Whether that's a fair way to operate isn't for this space to determine, but it is likely relevant to the question of why the women chose to file with the HRTO.
SO WHAT HAPPENS NOW?
Basically we wait. The first step will be the HRTO determining whether they will hear the case. That should happen fairly quickly (they have 10 work days to respond--Oct 15).
It's possible the CSA will file a application for a Summary Hearing. A SH is used to determine whether the case "should be dismissed in whole or in part on the basis that there is no reasonable prospect that the Application or part of the Application will succeed."
The HRTO can also call a SH on its own.
If the case does proceed the HRTO has a mandate to push for mediation to resolve the case. This could be another goal of the women, who have long claimed that FIFA and the CSA refuses to work with them to find a solution.
If mediation does not resolve the dispute (and the HRTO cannot force the two parties to agree to mediation) then their will be a public hearing where witnesses are called and evidence is presented in support and in defence of the case (again it's not a trial because the HRTO isn't a court).

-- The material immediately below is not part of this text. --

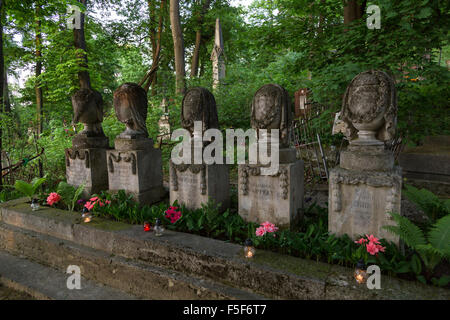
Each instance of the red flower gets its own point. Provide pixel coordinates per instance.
(53, 198)
(172, 214)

Ample time must be provided to allow both sides time to receive and review all relevant papers and evidence. Typically, at least 45 work days are required.
Even with the request for an expedited hearing it's hard to image this being heard before the new year.
Basically this will either be thrown out and (likely) done (they could still file in another jurisdiction -- likely BC) in the next month, or it's going to drag on for a few more months yet.